D 13 septembre 2013     H 05:18     A     C 0 messages


« Travail, liberté, dignité ! » En décembre 2010, commence le soulèvement du peuple tunisien.
Un mois plus tard, une foule immense scande « Dégage ! » devant le ministère de l’Intérieur. Ben Ali
s’enfuit le 14 janvier 2011. C’est le début d’un processus révolutionnaire qui se poursuit aujourd’hui.
Le mouvement social entamé dès 2008 dans le bassin minier de Gafsa trouve un écho dans
les manifestations spontanées des classes populaires à l’intérieur du pays (Sidi-Bouzid,
Kasserine...). Le soulèvement a été relayé et entretenu dans toute la Tunisie par de nombreuses
organisations, réseaux de juristes et défenseurs des droits. Les grèves générales ont porté un coup
fatal à la dictature. La centrale syndicale UGTT a joué un rôle déterminant, et une vague de
syndicalisation a traversé toute la Tunisie post-Ben Ali.
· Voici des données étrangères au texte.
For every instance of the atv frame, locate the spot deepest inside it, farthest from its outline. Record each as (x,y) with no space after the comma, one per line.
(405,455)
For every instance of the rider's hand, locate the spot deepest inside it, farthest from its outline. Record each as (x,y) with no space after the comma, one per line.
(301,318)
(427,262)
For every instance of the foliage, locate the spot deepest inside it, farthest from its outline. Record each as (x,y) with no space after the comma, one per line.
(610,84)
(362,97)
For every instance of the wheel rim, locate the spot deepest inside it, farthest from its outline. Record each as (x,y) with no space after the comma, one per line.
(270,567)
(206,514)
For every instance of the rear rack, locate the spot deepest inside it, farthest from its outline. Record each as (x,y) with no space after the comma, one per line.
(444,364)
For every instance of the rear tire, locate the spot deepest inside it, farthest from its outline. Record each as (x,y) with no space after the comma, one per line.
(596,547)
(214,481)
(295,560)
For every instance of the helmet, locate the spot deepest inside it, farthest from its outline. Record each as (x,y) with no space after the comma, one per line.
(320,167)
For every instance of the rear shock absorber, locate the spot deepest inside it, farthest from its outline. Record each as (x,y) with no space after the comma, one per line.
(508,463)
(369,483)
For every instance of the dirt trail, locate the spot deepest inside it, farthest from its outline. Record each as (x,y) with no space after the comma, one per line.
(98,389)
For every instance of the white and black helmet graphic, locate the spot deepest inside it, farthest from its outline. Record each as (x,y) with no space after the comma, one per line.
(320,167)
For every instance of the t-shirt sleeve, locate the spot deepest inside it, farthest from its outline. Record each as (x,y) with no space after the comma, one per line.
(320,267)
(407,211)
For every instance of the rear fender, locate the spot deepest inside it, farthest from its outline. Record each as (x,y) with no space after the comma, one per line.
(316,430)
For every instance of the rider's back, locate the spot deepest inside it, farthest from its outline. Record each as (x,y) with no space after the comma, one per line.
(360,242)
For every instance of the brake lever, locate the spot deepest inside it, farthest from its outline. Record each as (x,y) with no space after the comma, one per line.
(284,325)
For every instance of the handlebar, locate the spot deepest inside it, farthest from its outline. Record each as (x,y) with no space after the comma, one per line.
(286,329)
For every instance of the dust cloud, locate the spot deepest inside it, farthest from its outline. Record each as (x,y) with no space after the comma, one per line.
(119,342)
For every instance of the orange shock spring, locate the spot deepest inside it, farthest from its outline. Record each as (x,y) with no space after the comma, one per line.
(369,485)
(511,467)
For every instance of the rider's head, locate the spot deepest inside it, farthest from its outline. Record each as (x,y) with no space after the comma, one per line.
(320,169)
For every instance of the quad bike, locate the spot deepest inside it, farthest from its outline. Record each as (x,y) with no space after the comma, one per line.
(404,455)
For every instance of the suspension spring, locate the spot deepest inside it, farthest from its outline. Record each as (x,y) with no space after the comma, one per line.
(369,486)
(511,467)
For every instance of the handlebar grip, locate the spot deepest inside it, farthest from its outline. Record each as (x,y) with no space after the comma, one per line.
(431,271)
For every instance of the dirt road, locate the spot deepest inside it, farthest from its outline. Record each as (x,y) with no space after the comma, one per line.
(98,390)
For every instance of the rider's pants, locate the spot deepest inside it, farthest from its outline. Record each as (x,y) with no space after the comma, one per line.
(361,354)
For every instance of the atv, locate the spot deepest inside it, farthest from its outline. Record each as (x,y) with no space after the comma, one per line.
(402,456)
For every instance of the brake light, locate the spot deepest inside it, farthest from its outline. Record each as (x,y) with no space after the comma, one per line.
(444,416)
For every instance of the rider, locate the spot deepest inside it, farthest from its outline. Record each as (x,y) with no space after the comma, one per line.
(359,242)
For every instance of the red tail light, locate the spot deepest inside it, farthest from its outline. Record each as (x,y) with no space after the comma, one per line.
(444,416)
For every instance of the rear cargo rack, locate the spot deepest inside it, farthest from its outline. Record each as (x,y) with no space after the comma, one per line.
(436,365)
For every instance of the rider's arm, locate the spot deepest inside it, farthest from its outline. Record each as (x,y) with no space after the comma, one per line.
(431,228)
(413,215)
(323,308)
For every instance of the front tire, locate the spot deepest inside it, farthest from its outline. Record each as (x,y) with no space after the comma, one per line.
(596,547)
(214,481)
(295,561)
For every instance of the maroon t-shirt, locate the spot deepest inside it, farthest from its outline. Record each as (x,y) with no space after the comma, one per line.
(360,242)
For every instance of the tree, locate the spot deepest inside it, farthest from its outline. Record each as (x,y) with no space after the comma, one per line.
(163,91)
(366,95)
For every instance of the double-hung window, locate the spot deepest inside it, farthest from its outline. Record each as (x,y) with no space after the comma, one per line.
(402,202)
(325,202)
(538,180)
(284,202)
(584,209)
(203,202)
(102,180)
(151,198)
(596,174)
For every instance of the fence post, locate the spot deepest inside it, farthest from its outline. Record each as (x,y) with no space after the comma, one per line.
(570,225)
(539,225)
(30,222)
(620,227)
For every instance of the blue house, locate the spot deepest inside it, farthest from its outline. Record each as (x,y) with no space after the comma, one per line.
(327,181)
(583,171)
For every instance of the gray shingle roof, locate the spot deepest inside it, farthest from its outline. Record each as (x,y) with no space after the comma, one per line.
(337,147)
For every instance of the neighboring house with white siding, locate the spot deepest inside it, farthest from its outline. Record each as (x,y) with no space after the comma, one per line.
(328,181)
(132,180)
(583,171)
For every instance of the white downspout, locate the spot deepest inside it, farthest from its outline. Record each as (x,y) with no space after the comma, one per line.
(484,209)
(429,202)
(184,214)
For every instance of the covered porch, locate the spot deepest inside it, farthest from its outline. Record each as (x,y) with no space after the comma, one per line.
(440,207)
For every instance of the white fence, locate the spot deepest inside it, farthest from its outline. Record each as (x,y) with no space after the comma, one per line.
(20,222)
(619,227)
Quelques semaines après la chute de Ben Ali, un syndicat UGTT est créé dans l’usine Latelec
(filiale du groupe français Latécoère, producteur d’équipements aéronautiques pour Airbus,
Dassault, etc.) situé à Fouchana, en banlieue de Tunis. Porté par des ouvrières, il est l’illustration
de cet élan révolutionnaire. Très vite, la direction lui déclare la guerre. Harcèlement, menaces,
tentatives de corruption : fortes de multiples mobilisations, les travailleuses ne cèdent pas.
Les conquêtes sociales sont à la taille de leur combat : encadrement des heures
supplémentaires, respect des normes d’hygiène et de sécurité, augmentation des salaires...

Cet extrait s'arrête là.